Ampthill festival returns after 2022 cancellation

  • Published
McFly live on stage at nightImage source, Gordon Tant
Image caption,

Pop rockers McFly played at Ampthill Festival in 2021

An independent music festival that was cancelled last summer will take place in Bedfordshire this weekend.

Ampthill festival event kicks off with AmpRocks, external, headlined by Clean Bandit, Kula Shaker and Black Honey.

The organisers of the volunteer-run event said they "didn't get quite the right line-up" in 2022 and struggled with a spike in production costs.

Organiser Roz Allison said despite a fall in volunteer numbers, "sales have been strong" this year.

She added: "I love doing it - it's very, very hard work and most of us are also doing fulltime paid work.

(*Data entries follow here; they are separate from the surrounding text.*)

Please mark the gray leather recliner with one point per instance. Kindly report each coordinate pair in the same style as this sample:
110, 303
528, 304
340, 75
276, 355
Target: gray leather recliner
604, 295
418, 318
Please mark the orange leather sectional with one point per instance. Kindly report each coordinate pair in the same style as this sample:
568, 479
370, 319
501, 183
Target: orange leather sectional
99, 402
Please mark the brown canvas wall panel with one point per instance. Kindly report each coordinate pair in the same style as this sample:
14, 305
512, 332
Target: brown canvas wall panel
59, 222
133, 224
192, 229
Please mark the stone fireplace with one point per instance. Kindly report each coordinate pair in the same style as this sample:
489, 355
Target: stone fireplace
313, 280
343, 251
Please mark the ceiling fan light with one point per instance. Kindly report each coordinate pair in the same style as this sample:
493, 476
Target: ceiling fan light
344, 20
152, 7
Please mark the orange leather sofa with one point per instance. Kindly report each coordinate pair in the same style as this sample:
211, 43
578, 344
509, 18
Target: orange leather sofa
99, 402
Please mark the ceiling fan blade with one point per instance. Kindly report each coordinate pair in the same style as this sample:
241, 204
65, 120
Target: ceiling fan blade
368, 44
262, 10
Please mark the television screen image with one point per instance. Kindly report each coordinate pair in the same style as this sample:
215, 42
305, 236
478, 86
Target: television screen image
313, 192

But you do these things for your local community."

Image source, Ampthill Festival
Image caption,

Ampthill Festival is run by volunteers

Ampthill Festival started 12 years ago and is run entirely by volunteers as a not-for-profit event.

It was hit by the impact of the pandemic and was postponed in 2020.

After a successful run in 2021, last year's festival was called off in April 2022 and ticket holders were refunded.

Ms Allison said all the costs had shot up: "Staging, artists, even toilets - it all went up massively."

Festival chairman Mark Tiana admitted organisers were "gutted to cancel."

"Being an increasingly rare independent festival, it's always a juggle to balance the books and it just wasn't viable," he said.

Image source, Kane Howie
Image caption,

Ampthill Festival organisers said most of the people who attend live in the local area

Mr Tiana said this year they have made the site "a more moderate size" to try to balance the books.

Ms Allison's daughter Ellie, 20, is a volunteer and has been helping with preparations for the weekend.

She told the BBC: "The festival takes up a lot of our family's time and I sort of got dragged in, but I love it. It's exhausting, but fun."

Image source, Oliver_Saville
Image caption,

Roz Allison and her daughter Ellie helping out at the festival

She is running artist liaison and is looking forward to meeting the VIPs but said people don't always appreciate how much work it takes to put on an event like this.

"Sometimes it's hard to take some of the social media comments from people who think an event like this can be run at a cheaper ticket price and want Taylor Swift or Duran Duran at the same time," she said.

"No-one takes a wage home and it's a pretty good gig for the money."